The challenges in transforming network assurance to network healing

A couple of interesting concepts have the ability to fundamentally change the way networks and services are maintained. If they can be harnessed, we could replace the term “network assurance” with “network healing.”

The first concept is SON, which has been formulated specifically with mobile radio networks in mind, but has the potential to extend into all network types.

A Self-Organizing Network (SON) is an automation technology designed to make the planning, configuration, management, optimization and healing of mobile radio access networks simpler and faster.”
Wikipedia

One of the challenges of creating self-organising, self-optimising, self-healing networks is that every network has physical points of failure – cable cuts, equipment failure, etc. These can’t be fixed with software alone. That’s where the second concept comes in.

The second concept is smart-contract technology (possibly facilitated by Blockchain), which provides the potential for a more automated way of engaging a mini procurement / delivery / test / payment process to fix physical problems (or logical for that matter). Whilst the work might be done in the physical world, it could be done by third-parties, initiated by the OSS via microservice. Network Fix as a Service (NFaaS), with implementation, test, acceptance and payment all done in software as far as the OSS sees it.

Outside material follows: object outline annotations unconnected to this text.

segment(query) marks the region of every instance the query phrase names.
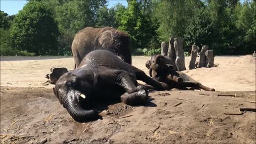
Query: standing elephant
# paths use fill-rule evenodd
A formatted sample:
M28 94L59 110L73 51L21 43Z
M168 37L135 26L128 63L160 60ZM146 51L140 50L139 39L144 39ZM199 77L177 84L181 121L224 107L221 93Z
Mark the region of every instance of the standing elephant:
M90 52L101 49L111 52L125 62L132 63L131 42L128 34L111 27L86 27L80 30L72 42L75 68Z
M117 98L131 105L145 102L148 91L137 79L155 89L169 89L167 84L153 79L112 53L96 50L88 53L77 68L61 76L53 92L74 119L87 121L98 117L91 108L83 108L91 100Z

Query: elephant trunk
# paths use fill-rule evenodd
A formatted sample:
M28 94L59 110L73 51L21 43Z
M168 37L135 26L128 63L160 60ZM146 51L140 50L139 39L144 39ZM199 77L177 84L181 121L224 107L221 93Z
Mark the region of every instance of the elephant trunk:
M81 93L76 90L68 92L66 97L61 97L62 99L62 99L63 106L72 118L78 122L98 119L99 115L93 110L86 110L82 107L79 102L79 99L81 100L83 99L79 96Z

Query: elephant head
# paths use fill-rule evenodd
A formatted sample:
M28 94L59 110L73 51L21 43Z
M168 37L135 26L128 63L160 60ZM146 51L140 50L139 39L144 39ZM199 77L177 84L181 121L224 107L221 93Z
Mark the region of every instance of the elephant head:
M76 121L98 119L96 111L85 110L82 107L90 99L88 96L97 81L95 75L92 70L86 70L79 75L70 71L64 74L53 88L54 94Z
M112 52L131 65L131 41L128 34L111 29L99 35L97 40L102 49Z
M162 71L166 69L166 67L168 68L172 69L172 61L169 58L162 55L157 55L155 56L154 58L151 57L151 60L149 62L147 61L147 65L149 65L149 75L152 76L155 76L156 73L162 73ZM152 75L153 73L153 75Z

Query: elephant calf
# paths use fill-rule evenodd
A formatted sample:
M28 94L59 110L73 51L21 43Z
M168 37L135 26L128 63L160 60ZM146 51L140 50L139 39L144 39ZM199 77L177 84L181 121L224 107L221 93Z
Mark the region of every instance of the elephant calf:
M170 88L187 90L187 87L203 89L205 91L215 91L202 85L186 74L172 69L171 61L169 58L161 55L151 57L150 61L146 62L146 66L149 69L149 74L153 79L167 84ZM152 75L153 74L153 75Z
M99 116L94 110L82 108L90 100L121 98L122 102L131 105L145 102L148 92L138 85L137 79L156 89L169 89L167 84L148 77L112 53L96 50L88 53L77 69L61 76L53 91L74 119L87 121Z

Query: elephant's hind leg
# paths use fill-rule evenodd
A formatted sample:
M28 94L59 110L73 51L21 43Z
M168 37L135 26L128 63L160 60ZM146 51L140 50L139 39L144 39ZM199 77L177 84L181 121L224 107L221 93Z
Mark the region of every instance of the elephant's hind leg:
M214 89L208 87L207 86L205 86L202 85L201 83L198 84L198 86L199 86L199 88L202 89L203 89L205 91L215 91Z
M148 91L142 85L137 87L138 91L126 92L121 95L121 101L129 105L137 105L145 102L148 96Z

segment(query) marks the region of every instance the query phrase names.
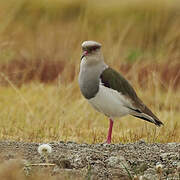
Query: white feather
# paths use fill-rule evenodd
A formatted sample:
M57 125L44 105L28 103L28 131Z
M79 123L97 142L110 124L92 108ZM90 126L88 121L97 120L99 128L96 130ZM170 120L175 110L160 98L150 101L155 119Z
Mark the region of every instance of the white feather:
M120 92L100 84L99 91L88 102L99 112L109 117L122 117L130 113L127 106L132 106L129 100Z

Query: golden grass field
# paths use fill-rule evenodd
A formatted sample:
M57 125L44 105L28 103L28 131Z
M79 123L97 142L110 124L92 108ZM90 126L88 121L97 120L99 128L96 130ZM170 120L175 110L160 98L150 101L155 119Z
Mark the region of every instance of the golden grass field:
M164 123L117 119L112 142L180 142L179 11L167 0L1 1L0 139L105 141L108 119L77 82L81 43L95 40Z

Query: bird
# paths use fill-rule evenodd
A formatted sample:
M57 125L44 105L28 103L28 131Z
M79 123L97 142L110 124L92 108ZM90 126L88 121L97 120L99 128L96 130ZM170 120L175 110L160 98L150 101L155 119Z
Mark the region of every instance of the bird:
M156 126L163 123L137 96L123 75L109 67L96 41L82 43L82 56L78 83L82 95L90 105L109 118L106 143L111 143L114 118L132 115Z

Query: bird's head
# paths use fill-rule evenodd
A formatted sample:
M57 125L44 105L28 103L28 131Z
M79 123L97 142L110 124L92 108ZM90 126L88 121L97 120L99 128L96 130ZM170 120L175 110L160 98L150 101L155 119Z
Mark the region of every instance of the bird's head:
M101 44L95 41L84 41L82 43L82 56L86 58L89 63L102 60L103 56L101 54Z

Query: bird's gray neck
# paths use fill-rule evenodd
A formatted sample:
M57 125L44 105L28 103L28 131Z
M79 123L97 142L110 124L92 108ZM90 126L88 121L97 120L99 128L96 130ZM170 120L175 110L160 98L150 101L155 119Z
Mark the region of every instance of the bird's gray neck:
M99 81L101 73L108 66L101 61L91 61L84 57L80 65L79 86L83 96L87 99L95 97L99 90Z

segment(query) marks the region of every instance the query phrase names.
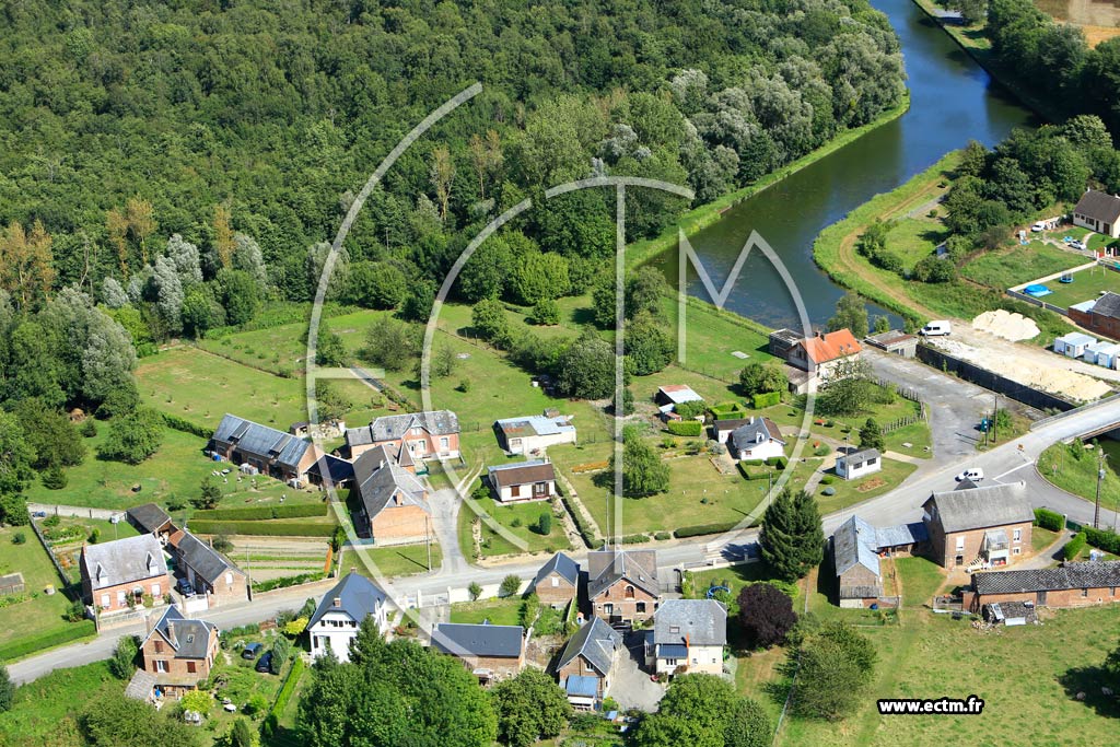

To an extent this already happens via the issuance of ToW (Tickets of Work) to third party fault-fix teams, but it’s normally a significantly manual process currently.

However, the bigger challenge of transforming network assurance to network healing is to find a way to self-heal services that span multiple network domains. This could be physical network functions (PNF), virtual network functions (VNF) and the myriad topologies, technologies and protocols that interconnect them.

I can’t help but think that to simplify (self-healing) we first have to simplify (network variant minimisation).

If we can drastically reduce the number of variants, we have a better chance of building self-heal automations… and don’t just tell me that AI engines will solve all these problems! Maybe one day, but perhaps we can start with baby steps first.